Com as alterações introduzidas pela LC 175/20, considera-se tomador dos serviços referidos nos incisos XXIII, XXIV e XXV do caput do art. 3º da LC 116/03, o contratante do serviço e, no caso de negócio jurídico que envolva estipulação em favor de unidade da pessoa jurídica contratante, a unidade em favor da qual o serviço foi estipulado, sendo irrelevantes para caracterizá-la as denominações de sede, filial, agência, posto de atendimento, sucursal, escritório de representação ou contato ou quaisquer outras que venham a ser utilizadas.
Nota-se que o legislador utilizou o mesmo texto do art. 4º da Lei 116/03, no que concerne a irrelevância na unidade da pessoa jurídica (denominações de sede, filial, agência, posto de atendimento, sucursal, escritório de representação ou contato ou quaisquer outras que venham a ser utilizadas).
Assim pressupomos, portanto, que o conceito de tomador deve ser amoldado ao texto do art. 4º da Lei 116/03 no que diz respeito ao critério da unidade econômica ou profissional.
(§ 5º do art. 3º da LC 116/03)
Neste caso o tomador do serviço é a pessoa física beneficiária vinculada à operadora por meio de convênio ou contrato de plano de saúde individual, familiar, coletivo empresarial ou coletivo por adesão.
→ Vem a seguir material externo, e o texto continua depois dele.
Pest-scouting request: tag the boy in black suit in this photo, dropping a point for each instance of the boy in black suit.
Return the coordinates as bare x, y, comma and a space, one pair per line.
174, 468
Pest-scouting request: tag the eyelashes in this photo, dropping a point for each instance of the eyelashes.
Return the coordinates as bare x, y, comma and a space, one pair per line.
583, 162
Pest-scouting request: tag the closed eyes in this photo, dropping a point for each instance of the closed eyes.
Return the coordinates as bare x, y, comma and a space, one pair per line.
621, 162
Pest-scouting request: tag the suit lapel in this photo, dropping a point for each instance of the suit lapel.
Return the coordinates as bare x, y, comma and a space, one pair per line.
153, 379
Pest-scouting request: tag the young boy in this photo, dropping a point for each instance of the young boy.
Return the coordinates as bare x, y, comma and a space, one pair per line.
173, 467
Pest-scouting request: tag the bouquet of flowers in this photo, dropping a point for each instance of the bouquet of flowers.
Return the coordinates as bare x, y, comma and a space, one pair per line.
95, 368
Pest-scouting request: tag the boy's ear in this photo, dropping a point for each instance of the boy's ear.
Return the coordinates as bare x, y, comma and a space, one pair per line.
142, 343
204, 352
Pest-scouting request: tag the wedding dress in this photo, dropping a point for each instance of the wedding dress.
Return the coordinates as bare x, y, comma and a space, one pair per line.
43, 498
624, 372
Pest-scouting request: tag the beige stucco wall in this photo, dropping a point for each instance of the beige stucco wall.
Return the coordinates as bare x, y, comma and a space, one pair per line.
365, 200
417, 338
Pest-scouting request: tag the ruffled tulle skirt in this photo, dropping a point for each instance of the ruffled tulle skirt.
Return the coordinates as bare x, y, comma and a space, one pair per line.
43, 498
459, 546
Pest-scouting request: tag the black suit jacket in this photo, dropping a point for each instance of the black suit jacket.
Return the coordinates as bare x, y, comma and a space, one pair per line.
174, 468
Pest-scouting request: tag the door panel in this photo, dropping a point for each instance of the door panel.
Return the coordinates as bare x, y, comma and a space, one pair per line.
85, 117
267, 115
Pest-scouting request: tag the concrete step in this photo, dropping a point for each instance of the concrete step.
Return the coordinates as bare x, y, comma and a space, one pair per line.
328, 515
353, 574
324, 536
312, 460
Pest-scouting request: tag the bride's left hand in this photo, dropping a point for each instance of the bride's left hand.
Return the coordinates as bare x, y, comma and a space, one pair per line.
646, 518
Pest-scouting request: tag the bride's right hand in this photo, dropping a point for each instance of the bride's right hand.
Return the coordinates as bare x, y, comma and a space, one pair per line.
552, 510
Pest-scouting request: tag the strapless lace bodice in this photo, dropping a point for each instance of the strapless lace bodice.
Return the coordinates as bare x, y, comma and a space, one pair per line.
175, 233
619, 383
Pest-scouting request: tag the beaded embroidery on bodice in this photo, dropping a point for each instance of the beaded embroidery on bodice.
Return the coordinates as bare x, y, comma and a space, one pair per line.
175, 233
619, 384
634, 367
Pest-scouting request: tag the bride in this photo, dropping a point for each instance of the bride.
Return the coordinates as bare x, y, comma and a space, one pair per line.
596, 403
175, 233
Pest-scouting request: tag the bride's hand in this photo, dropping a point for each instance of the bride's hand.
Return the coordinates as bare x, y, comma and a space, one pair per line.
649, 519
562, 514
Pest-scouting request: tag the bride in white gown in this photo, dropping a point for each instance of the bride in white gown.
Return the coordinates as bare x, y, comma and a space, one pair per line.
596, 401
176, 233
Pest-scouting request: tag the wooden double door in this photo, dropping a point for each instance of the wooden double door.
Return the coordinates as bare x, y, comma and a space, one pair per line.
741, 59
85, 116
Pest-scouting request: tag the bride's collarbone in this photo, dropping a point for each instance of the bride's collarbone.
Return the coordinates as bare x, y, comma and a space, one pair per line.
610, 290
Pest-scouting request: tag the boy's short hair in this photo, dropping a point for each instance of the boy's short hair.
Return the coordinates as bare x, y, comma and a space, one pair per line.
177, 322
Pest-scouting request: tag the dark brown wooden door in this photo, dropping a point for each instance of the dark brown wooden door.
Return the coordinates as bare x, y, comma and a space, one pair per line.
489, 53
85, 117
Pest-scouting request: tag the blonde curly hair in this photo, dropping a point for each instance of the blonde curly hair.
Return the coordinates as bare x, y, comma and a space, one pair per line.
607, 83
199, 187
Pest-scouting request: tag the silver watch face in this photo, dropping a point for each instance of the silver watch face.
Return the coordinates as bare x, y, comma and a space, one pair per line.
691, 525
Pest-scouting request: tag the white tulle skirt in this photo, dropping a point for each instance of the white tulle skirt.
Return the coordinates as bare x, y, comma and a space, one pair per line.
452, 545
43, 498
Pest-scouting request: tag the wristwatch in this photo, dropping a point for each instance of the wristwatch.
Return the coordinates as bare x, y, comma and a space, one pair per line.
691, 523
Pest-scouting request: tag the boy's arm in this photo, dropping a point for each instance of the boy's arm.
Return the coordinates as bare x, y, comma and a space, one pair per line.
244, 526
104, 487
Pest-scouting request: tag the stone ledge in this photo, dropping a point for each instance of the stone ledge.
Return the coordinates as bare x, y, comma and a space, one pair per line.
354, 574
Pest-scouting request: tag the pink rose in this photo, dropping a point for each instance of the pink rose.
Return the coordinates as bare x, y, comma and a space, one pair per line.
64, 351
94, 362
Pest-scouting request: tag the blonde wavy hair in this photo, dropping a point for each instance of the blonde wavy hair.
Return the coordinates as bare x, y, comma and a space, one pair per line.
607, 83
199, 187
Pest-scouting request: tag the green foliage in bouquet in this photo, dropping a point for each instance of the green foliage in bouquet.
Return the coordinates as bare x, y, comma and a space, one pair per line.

Nesta hipótese não importa quantos titulares existe no plano, nem a localidade de cada um, pois será sempre considerado o domicílio do titular para fins de recolhimento do ISS.
(§ 6º e 7º do art. 3º da LC 116/03)
Será considerado como tomador de serviços prestados diretamente aos portadores de cartões de crédito ou débito e congêneres, o tomador considerado o primeiro titular do cartão.
Entendemos que o primeiro titular refere ao titular principal do referido cartão.
Referente às transferências realizadas por meio de cartão de crédito ou débito, ou a eles conexos, que sejam prestados ao tomador, direta ou indiretamente, por bandeiras, credenciadoras e emissoras de cartões de crédito e débito, o local do estabelecimento credenciado será considerado o domicílio do tomador.
(§ 8º e 9º do art. 3º da LC 116/03)
Considerando que um fundo de investimento nada mais é que a reunião de diversas pessoas ou “cotistas” que levantam recursos com objetivo de obter renda, neste caso o tomador é o próprio cotista.
(§ 10º do art. 3º da LC 116/03)
De igual sorte do referido no tópico anterior (6), o tomador de serviço é o consorciado já que grupo de consórcio não é uma entidade propriamente dita, já que ela surge da reunião de varias pessoas, não possuindo assim domicilio.
(§ 11º do art. 3º da LC 116/03)
O tomador do serviço, nesta hipótese, é o arrendatário, pessoa física ou a unidade beneficiária da pessoa jurídica, domiciliado no País, e, no caso de arrendatário não domiciliado no País, o tomador é o beneficiário do serviço no País.
No caso de arrendatário não domiciliado no País, o legislador viu, por obvio, a necessidade de abarcar as hipóteses em que o contratante do arrendamento estiver situado fora do País, mas os serviços são executados dentro do Brasil.
(§ 12º do art. 3º da LC 116/03)
O ISS deverá ser pago, de acordo com a nova LC, até o 15º (décimo quinto) dia do mês subsequente ao de ocorrência dos fatos geradores, ao domicílio bancário informado pelos Municípios e pelo Distrito Federal.
Na hipótese de não haver expediente bancário no 15º dia do mês subsequente ao de ocorrência dos fatos geradores, o vencimento do ISSQN será antecipado para o 1º dia anterior com expediente bancário.
(Art. 7º da LC 175/20)
Para os serviços 4.22, 4.23, 5.09, a critério de cada município, pode ser exigida a emissão de documentos fiscais, porem estão dispensados da emissão os serviços 15.01 e 15.09.
(Art. 6º da LC 175/20)
No mais, é oportuno destacar que o artigo 1º da LC 157/16 continua suspenso (até a edição deste artigo) em face da liminar concedida na ADI 5835.
Como a LC 175/20 veio para regulamentar pontos desconexos da LC 157/16, não faz qualquer sentido, ao nosso sentir, a LC 175/20 passar a produzir efeitos conquanto exista uma ADI que trata basicamente da mesma matéria.